A Deadly Droplet Inside
Another competitor for the COVID-19 prize used a billion-atom simulation to depict the Delta variation in an airborne droplet (below). It provides the first atomic-level look into aerosols, revealing biological mechanisms that spread COVID and other diseases.
“We show how AI combined with HPC at several levels can result in dramatically better effective performance, opening up new avenues for understanding and interrogating complex biological systems,” Amaro added.
At Summit, the Longhorn supercomputer developed by Dell Technologies for the Texas Advanced Computing Center, and commercial systems under Oracle Cloud Infrastructure, researchers used NVIDIA GPUs (OCI).
“HPC and cloud resources can be leveraged to reduce time-to-solution for big scientific projects, as well as connect researchers and dramatically facilitate complicated collaborative interactions,” the researchers stated.
The Drug Discovery Language
Natural language processing (NLP) was used by finalists for the COVID prize at Oak Ridge National Laboratory (ORNL) to solve the problem of screening chemical compounds for novel medications.
They trained a BERT NLP model that can speed up drug discovery in two hours using a dataset containing 9.6 billion molecules – the largest dataset utilized to this purpose to date. Using a dataset of 1.1 billion molecules, previous best attempts required four days to train a model.

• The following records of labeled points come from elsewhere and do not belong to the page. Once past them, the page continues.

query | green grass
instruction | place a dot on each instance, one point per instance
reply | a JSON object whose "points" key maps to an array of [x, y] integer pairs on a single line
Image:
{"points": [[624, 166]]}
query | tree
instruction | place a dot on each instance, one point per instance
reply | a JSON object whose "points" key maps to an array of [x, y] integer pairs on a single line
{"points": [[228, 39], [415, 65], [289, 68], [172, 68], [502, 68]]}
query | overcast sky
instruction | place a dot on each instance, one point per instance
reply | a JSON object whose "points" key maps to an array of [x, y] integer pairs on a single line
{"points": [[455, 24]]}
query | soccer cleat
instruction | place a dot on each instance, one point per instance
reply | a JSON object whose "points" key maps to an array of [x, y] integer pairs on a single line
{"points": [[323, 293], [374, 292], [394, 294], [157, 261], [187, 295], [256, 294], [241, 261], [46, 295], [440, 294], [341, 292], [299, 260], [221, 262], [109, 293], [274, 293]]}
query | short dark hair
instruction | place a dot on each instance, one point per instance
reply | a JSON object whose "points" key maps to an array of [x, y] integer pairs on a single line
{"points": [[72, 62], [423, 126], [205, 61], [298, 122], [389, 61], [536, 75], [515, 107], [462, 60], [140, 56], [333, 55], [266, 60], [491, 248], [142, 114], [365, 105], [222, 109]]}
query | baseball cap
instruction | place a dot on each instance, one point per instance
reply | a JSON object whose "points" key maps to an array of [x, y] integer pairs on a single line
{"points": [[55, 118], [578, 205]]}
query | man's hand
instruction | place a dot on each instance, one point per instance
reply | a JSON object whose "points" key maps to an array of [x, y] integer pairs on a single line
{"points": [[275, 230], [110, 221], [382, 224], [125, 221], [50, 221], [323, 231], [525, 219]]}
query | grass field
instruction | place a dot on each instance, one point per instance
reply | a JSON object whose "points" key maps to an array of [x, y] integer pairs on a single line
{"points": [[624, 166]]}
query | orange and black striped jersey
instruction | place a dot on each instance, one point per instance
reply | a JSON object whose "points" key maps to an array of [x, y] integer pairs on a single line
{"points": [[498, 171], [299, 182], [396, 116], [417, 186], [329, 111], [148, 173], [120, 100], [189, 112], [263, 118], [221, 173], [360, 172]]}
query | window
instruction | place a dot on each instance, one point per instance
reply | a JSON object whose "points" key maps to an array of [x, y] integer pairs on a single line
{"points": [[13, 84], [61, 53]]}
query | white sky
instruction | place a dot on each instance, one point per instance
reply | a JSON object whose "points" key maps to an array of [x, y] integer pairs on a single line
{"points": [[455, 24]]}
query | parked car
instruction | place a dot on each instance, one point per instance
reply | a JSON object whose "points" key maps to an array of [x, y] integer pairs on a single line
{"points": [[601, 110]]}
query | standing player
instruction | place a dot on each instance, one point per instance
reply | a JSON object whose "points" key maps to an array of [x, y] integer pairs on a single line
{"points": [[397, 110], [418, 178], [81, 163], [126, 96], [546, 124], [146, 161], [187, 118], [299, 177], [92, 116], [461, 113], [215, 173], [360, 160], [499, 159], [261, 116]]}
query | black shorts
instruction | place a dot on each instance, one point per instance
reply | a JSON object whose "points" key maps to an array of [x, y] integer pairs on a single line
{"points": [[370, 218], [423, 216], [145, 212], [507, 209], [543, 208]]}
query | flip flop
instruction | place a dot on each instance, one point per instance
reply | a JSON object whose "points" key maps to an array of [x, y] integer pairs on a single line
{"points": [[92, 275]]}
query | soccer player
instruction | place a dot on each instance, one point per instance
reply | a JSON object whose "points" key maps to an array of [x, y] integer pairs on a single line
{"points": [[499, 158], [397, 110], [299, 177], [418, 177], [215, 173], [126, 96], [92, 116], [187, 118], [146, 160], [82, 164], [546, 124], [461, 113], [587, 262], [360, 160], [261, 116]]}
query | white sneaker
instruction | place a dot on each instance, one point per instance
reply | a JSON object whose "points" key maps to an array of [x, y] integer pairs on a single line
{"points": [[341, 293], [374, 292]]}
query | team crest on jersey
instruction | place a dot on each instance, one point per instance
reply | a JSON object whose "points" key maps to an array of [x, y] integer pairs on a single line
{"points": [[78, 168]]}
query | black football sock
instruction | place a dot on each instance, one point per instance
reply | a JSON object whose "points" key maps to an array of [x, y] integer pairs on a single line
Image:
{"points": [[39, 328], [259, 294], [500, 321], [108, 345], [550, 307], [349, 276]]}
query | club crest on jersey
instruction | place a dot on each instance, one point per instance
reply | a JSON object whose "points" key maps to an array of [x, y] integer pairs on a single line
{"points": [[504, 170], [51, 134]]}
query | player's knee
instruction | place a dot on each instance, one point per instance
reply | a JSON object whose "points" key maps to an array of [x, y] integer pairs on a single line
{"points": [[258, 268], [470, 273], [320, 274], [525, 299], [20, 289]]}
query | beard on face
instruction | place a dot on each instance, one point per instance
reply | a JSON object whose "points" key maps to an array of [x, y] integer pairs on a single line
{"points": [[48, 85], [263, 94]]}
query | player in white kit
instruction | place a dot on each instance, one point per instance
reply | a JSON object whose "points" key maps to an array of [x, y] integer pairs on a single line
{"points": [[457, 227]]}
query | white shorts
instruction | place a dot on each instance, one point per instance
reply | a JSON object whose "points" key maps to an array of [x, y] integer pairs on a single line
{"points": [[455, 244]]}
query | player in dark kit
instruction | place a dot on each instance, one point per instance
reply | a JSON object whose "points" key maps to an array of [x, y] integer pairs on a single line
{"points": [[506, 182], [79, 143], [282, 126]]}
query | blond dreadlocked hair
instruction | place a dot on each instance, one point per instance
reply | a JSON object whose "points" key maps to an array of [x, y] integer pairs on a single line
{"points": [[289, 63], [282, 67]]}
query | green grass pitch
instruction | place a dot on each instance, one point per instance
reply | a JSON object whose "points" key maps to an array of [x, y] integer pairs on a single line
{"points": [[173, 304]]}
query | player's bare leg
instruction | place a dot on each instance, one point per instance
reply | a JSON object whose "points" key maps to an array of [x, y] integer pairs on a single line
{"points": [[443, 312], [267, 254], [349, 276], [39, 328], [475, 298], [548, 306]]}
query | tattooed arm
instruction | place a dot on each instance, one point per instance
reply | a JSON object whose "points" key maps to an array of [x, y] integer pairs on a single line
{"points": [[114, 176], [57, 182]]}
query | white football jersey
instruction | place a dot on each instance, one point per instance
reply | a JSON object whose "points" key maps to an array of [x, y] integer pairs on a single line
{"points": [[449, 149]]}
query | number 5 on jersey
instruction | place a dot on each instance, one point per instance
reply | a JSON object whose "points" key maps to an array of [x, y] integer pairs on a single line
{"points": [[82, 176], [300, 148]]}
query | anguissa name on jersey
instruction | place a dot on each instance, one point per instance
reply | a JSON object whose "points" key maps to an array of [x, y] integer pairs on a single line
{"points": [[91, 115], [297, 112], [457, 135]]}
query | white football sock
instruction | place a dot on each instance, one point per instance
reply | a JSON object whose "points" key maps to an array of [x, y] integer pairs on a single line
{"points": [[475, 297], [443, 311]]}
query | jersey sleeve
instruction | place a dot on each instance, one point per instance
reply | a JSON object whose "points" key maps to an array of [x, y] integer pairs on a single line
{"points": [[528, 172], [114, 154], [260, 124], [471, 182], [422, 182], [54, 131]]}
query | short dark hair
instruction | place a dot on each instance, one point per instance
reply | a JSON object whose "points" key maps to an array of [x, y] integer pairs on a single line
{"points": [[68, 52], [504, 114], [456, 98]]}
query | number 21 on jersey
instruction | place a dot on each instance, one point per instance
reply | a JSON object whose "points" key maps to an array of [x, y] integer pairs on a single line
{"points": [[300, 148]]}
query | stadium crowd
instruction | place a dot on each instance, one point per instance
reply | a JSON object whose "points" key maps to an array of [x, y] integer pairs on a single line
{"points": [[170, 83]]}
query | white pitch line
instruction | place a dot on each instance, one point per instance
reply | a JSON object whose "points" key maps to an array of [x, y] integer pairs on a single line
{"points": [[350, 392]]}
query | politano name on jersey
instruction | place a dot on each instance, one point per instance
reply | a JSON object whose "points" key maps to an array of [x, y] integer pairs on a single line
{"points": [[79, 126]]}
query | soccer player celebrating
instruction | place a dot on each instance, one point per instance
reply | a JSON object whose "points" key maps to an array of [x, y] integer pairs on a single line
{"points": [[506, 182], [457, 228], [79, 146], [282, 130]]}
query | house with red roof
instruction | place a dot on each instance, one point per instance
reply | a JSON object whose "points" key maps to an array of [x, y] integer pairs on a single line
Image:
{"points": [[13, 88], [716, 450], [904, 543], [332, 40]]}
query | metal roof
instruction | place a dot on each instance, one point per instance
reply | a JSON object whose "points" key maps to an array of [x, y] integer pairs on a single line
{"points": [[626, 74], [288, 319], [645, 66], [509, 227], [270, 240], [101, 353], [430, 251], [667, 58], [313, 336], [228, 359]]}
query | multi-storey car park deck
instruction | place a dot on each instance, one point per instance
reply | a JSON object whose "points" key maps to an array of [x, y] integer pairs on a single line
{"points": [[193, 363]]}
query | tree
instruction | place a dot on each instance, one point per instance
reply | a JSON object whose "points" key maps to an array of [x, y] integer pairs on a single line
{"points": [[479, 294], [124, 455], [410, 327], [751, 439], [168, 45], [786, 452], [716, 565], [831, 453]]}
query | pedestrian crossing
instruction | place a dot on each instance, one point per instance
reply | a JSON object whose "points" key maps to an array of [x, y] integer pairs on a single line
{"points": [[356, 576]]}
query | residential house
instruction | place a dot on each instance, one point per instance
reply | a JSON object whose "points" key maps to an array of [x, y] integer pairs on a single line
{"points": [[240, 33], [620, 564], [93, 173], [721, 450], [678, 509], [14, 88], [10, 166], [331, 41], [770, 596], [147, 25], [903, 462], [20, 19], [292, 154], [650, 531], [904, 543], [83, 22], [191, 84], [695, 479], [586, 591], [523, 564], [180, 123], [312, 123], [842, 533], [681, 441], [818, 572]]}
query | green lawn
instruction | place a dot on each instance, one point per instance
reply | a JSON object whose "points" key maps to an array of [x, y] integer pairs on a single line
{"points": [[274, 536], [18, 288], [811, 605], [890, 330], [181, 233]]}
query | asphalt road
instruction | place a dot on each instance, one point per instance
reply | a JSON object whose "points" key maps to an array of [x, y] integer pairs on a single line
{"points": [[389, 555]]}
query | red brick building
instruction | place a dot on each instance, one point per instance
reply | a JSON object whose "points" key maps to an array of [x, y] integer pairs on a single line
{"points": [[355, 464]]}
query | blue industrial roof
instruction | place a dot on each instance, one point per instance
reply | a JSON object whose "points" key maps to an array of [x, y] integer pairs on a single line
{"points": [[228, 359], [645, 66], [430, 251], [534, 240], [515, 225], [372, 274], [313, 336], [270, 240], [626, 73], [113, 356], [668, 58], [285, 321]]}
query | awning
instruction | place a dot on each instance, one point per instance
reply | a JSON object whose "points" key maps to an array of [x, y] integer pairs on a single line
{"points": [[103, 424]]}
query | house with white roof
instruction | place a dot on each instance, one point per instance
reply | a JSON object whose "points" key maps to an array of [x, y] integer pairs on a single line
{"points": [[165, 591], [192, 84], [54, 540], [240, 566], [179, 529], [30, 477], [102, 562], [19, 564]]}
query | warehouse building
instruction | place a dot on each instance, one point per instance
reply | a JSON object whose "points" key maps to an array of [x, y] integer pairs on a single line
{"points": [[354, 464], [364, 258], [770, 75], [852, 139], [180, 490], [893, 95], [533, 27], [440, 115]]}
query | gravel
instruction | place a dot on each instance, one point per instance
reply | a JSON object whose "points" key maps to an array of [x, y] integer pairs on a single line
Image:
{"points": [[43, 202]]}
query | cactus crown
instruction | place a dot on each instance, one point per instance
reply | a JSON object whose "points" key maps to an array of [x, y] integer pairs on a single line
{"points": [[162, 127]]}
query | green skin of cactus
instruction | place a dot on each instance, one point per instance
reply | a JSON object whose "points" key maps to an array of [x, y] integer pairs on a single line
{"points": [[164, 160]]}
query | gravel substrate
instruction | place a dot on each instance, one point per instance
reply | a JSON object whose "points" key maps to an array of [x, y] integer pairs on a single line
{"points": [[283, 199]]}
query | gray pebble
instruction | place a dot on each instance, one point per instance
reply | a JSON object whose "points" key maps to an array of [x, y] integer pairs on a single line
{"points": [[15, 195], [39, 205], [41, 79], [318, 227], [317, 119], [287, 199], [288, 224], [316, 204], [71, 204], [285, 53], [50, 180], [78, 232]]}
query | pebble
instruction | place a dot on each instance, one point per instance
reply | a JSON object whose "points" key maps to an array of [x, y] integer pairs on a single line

On the Summit supercomputer, more than 24,000 NVIDIA GPUs were used to deliver a whopping 603 petaflops. Now that the model has been trained, it may be run on a single GPU to aid researchers in their hunt for chemical compounds that can prevent COVID and other disorders.
Jens Glaser, a computational scientist at ORNL, said, “We have collaborators here who wish to apply the model to cancer signaling networks.”
“We’re just scratching the surface of training data sizes,” said Andrew Blanchard, a research scientist who led the effort. “We want to use a trillion molecules soon.”
Using a Full-Stack Solution
According to one observer, the team used NVIDIA software libraries for AI and accelerated computing to complete their work in a surprisingly short amount of time.
“We didn’t need to fully optimize our work for the GPU’s Tensor cores because there’s no need for specialized code; you can just use the standard stack,” Glaser explained.
“Having a chance to be a part of meaningful research with the potential to impact people’s lives is very satisfying for a scientist,” he said, expressing the sentiments of many of the finalists.